R 418.89  Subpoena; provision to opposing party; submittal of subpoenaed records; disputes.   

  Rule 9.  (1) A subpoena must be on an agency approved form and comply with the following:

   (a) The party requesting the subpoena shall certify that the matter about which the subpoena is requested is pending before the agency.

   (b) Magistrates or attorneys may sign subpoenas. A subpoena must be fully completed before submission to a magistrate for signing.

   (c) The return date indicated on the subpoena must provide a reasonable time for compliance.

   (d) Magistrates may sign a subpoena for a case assigned to another magistrate unless the assigned magistrate has refused to sign the subpoena.

   (2) A copy of a subpoena issued by a magistrate or attorney pursuant to section 853 of the act, MCL 418.853, must be provided to all parties, or their legal counsel if known, at the time of issuance.  

   (3) All subpoenaed records must be returned directly to the party requesting the records. The charges for copying records are limited to the charges permitted by R. 418.10118(1).

  (4) The recipient of the subpoena shall immediately do either of the following:

    (a) Provide a complete copy of the records to the requesting party.

    (b) Make the records reasonably available to the requesting party for copying.

  (5) After a requesting party has obtained a copy of subpoenaed records, that party shall promptly provide a copy to all other parties.

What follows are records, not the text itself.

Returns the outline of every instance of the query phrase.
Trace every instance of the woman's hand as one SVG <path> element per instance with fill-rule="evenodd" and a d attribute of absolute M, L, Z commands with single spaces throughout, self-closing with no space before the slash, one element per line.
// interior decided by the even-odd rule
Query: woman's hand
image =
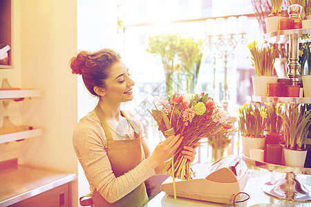
<path fill-rule="evenodd" d="M 196 156 L 196 148 L 200 146 L 200 143 L 194 144 L 194 147 L 190 147 L 185 146 L 184 146 L 184 149 L 185 150 L 182 150 L 182 153 L 184 155 L 185 158 L 190 160 L 190 163 L 193 162 L 194 160 L 194 157 Z"/>
<path fill-rule="evenodd" d="M 158 144 L 153 152 L 147 158 L 153 168 L 173 156 L 183 138 L 180 137 L 180 135 L 171 135 Z"/>

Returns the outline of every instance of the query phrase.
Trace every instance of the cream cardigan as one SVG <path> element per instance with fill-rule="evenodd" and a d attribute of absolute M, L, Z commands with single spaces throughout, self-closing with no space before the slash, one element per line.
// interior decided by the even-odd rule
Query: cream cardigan
<path fill-rule="evenodd" d="M 128 115 L 139 126 L 142 147 L 147 157 L 150 150 L 147 144 L 144 128 L 132 114 L 128 112 Z M 129 134 L 133 139 L 133 130 L 131 127 L 130 128 Z M 113 139 L 117 139 L 116 134 L 112 130 L 111 133 Z M 73 132 L 73 142 L 75 153 L 90 184 L 91 191 L 96 188 L 110 203 L 122 198 L 156 172 L 161 173 L 165 166 L 164 163 L 155 170 L 148 160 L 144 159 L 133 170 L 116 177 L 105 150 L 107 146 L 106 137 L 95 110 L 80 119 Z"/>

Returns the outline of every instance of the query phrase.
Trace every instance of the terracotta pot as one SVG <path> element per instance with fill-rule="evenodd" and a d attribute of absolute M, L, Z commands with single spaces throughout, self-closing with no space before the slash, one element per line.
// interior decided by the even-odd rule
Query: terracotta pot
<path fill-rule="evenodd" d="M 267 95 L 268 83 L 277 83 L 277 75 L 253 75 L 252 76 L 253 81 L 254 95 L 255 96 L 266 97 Z"/>
<path fill-rule="evenodd" d="M 283 18 L 279 21 L 279 30 L 285 30 L 294 29 L 294 20 L 291 18 Z"/>
<path fill-rule="evenodd" d="M 285 83 L 283 82 L 267 83 L 267 96 L 268 97 L 283 97 Z"/>
<path fill-rule="evenodd" d="M 303 94 L 305 97 L 311 97 L 311 75 L 303 75 Z"/>
<path fill-rule="evenodd" d="M 303 168 L 307 150 L 293 150 L 283 148 L 285 164 L 287 166 Z"/>
<path fill-rule="evenodd" d="M 281 165 L 283 147 L 279 144 L 267 144 L 267 162 Z"/>
<path fill-rule="evenodd" d="M 300 86 L 286 86 L 286 97 L 299 97 L 300 93 Z"/>
<path fill-rule="evenodd" d="M 261 149 L 263 150 L 265 145 L 265 137 L 242 137 L 243 153 L 246 157 L 249 157 L 250 149 Z"/>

   (6) Only those records admitted into evidence or offered and excluded by a magistrate at a hearing are placed in the agency file or maintained by the agency.

   (7) Any dispute arising under this rule must be brought by motion before the assigned magistrate and have a copy of the subpoena attached. A copy of the motion and the subpoena must be served on all parties or their counsel, and proof of service filed with the agency. If a party claims certain subpoenaed records, or portions thereof, are protected from disclosure by a privilege, the magistrate assigned to the case shall assign another magistrate to hear the motion, review the records, and order production of the records, or portions thereof, not specifically protected by a privilege.

   (8) A witness who attends any action or proceeding pending before a magistrate shall be paid a witness fee of $12.00 for each day and $6.00 for each half day. The traveling expenses are those authorized in the state standardized travel regulations.

 

R 418.90  Motion practice.

  Rule 10.  (1) All requests for action addressed to the magistrate, other than during a hearing, must be made in writing. Written requests for action must state specific grounds and describe the action or order sought. A copy of all written motions or requests for action must be served pursuant to R 408.36(c). All motions must be accompanied by a notice of hearing.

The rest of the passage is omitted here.